“Matteus vice-campeão do BBB 24: ‘o Rio Grande do Rio Grande’ – Com seu jeito simples, autêntico, família e agregador, vice-campeão do BBB não ajudou apenas a ‘melhorar’ a imagem do homem gaúcho, tido como machista, grosso. Mas tornou-se um exemplo de brasileiro, de ser humano”.
E assim se iniciava a matéria, assinada pelo também gaúcho Giovani Grizotti, veiculada no G1 em 17/04/2024, que deitou só elogios ao comportamento do brother durante a edição deste ano.
O neurologista americano Robert Sapolsky, professor na Universidade de Stanford, tem uma ideia polêmica. Ele defende que o livre-arbítrio não existe. Que o conceito, cuja base é a capacidade de tomarmos decisões sem qualquer influência, é uma ilusão, porque somos frutos da nossa genética e do ambiente. Somos o resultado do que veio antes de nós e do que aconteceu conosco desde que nascemos.
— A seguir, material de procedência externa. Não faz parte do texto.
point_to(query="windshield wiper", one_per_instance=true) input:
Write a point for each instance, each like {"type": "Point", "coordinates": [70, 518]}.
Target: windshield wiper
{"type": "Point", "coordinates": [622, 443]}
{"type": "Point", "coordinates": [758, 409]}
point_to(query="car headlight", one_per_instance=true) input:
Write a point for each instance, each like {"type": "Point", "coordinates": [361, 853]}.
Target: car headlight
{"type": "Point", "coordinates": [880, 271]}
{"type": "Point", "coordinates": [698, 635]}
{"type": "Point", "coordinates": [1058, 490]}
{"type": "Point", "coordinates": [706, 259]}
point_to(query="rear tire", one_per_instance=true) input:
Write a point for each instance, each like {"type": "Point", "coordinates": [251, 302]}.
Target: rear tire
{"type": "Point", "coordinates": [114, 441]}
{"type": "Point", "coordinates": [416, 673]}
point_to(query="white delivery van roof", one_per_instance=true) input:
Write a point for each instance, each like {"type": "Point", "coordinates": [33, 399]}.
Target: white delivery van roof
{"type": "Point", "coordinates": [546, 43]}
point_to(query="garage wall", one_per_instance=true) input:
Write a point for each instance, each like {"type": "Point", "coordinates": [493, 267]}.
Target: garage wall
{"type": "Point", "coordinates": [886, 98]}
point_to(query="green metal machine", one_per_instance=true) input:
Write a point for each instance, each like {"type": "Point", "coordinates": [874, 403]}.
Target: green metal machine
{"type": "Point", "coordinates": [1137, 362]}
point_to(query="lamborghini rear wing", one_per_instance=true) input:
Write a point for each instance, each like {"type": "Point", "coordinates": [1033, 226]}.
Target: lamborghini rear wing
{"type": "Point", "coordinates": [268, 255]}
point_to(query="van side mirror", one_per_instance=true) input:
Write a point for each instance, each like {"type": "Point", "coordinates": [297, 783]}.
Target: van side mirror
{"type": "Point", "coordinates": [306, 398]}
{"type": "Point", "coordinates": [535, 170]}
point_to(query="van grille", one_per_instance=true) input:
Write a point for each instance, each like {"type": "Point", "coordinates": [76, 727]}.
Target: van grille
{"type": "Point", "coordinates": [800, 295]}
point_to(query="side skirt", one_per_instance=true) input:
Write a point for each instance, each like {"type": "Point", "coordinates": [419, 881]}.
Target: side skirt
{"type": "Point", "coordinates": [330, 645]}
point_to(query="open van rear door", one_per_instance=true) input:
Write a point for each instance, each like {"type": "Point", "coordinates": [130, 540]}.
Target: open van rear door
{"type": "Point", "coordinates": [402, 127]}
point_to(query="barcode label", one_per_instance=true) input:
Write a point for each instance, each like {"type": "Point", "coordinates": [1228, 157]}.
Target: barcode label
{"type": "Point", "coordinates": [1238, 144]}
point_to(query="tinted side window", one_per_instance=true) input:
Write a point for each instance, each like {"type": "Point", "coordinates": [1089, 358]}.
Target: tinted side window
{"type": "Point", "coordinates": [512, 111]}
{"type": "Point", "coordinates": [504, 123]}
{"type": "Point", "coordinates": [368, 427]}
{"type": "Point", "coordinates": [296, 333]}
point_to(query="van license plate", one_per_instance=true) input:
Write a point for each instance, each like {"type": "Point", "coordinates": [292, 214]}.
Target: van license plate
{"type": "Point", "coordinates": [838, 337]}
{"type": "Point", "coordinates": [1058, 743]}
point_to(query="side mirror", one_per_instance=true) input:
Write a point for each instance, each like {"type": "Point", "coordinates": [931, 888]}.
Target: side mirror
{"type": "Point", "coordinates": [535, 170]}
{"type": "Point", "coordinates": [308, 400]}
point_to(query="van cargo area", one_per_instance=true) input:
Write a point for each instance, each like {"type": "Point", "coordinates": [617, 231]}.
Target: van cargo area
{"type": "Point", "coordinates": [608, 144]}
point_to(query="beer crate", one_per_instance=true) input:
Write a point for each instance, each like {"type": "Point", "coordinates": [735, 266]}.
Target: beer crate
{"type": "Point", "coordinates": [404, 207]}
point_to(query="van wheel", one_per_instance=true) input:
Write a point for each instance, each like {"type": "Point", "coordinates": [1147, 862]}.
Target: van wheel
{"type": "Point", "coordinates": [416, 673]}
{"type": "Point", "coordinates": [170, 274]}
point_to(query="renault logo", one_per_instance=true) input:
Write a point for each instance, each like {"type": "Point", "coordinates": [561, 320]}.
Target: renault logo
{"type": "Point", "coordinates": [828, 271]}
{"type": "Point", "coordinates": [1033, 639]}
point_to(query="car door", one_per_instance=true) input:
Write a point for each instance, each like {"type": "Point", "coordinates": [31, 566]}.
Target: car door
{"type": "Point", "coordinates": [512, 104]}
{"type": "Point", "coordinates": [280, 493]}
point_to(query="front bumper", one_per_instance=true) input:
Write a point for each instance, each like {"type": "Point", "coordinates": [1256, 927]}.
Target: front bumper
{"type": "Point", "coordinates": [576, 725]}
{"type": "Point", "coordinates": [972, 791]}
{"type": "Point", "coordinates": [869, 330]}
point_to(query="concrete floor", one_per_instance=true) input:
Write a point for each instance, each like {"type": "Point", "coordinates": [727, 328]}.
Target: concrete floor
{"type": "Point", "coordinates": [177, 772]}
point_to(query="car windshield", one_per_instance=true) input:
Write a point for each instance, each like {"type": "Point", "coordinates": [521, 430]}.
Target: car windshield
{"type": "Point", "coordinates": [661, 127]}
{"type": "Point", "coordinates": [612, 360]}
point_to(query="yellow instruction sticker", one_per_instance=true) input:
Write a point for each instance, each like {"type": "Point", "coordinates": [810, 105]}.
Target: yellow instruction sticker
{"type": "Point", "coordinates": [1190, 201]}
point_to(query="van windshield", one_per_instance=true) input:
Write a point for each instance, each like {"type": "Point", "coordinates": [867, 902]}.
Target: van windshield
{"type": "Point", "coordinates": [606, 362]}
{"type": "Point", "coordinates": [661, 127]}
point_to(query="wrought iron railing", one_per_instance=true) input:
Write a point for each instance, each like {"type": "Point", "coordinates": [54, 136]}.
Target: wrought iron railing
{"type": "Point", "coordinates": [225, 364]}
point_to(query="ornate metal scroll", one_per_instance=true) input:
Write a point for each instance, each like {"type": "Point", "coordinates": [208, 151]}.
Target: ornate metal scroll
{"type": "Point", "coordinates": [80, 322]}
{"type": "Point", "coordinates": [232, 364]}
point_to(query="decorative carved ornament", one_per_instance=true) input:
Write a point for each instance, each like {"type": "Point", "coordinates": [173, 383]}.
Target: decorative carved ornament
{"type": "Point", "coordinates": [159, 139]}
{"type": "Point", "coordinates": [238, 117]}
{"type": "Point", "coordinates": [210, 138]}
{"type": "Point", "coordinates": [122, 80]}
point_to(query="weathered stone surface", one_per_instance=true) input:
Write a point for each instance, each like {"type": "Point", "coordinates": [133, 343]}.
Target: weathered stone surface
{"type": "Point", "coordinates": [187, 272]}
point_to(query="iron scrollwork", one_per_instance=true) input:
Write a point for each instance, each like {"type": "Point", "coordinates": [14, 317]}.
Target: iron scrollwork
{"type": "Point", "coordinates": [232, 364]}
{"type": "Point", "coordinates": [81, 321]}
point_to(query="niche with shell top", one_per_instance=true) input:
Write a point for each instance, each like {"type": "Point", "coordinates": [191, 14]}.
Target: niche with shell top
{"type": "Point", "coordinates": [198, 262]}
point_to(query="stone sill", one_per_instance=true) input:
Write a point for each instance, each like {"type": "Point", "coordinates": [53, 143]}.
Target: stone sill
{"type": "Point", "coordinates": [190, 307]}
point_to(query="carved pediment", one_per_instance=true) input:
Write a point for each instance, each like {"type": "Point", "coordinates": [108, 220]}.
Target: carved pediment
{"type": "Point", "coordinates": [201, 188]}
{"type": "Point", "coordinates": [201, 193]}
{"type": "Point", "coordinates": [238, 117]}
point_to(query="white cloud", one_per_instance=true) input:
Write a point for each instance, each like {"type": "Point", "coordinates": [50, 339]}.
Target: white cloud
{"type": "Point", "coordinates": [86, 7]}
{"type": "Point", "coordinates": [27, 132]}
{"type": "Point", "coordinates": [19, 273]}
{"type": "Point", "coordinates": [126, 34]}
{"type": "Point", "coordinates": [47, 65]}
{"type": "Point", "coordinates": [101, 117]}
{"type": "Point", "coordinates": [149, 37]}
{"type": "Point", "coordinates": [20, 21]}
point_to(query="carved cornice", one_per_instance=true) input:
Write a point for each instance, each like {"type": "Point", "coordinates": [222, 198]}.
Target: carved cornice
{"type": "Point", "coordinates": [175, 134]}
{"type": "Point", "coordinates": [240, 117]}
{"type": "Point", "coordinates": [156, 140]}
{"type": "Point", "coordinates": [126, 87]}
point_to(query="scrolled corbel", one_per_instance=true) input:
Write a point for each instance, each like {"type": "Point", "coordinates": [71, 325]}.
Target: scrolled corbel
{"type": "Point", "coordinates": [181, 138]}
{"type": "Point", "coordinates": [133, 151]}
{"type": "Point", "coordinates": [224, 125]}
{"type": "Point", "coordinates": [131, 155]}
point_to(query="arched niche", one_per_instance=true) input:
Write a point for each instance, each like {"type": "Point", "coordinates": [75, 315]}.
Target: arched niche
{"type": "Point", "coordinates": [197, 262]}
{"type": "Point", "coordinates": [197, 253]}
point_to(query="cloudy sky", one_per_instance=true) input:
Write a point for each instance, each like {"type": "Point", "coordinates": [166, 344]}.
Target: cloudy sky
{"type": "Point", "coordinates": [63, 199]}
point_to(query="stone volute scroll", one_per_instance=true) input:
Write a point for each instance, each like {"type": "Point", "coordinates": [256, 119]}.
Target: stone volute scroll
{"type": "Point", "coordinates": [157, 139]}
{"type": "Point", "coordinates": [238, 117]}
Considerando essa perspectiva poderíamos tentar entender o porquê de Matteus Amaral, 27 anos, ter burlado a sua entrada na universidade utilizando-se do sistema de cotas para pessoas afrodescendentes, fato descoberto por internautas na semana passada. Talvez não o condenar de ofício pelo menos. Foi então que ele se defendeu: “Outra pessoa que fez a minha inscrição”, disse, explicitando de forma mais contundente o seu caráter. Tivesse sido feito por um terceiro, e tendo conhecimento do erro, poderia ter declinado da vaga. Mas usufruiu. Sem culpa.
Sapolsky é controverso. Aceitar plenamente seus argumentos seria decretar a descrença na humanidade, e jogar pelo ralo todo o arcabouço filosófico e moral da civilização ocidental em troca dos neurônios e das circunstâncias. Nossos monstros poderiam ser libertados das amarras e sair a dançar na festa das Bestas.
Não que as Bestas não estejam entre nós. Matteus (apoiado por sua mãe) não está só. Temo que boa parte das pessoas só condena os tiradores de vantagens pegos com a calça na mão por inveja. Diante de uma oportunidade, fariam o igual. É o mesmo princípio do ‘achado não é roubado’.
Fato é que líderes comunitários gaúchos estão sendo processados por desvios de doações para as vítimas das enchentes. Que vereadores e outros políticos foram pegos nos desvios e se defenderam como se tivessem a razão ao seu lado: “Peguei para distribuir aos meus eleitores atingidos”. E nem falamos dos outros, dos saqueadores de casas abandonadas, dos comerciantes que aumentaram preços de produtos escassos, como água e gasolina, das bombas de água afogadas… E a fila anda.
Sílvia Marcuzzo, aqui na Sler, já recomendou que a gauchada desça do pedestal e caia na real. E eu remendo: ao invés de levar a sério o hino estadual mais ufanista do Brasil, é hora de os gaúchos pensarem em buscar façanhas em terras alheias que lhes sirvam de modelo a sua terra, devastada econômica – pela enchente – e moralmente, depois que o gaúcho, “exemplo de brasileiro, de ser humano”, ficou nu em praça pública, sem o disfarce.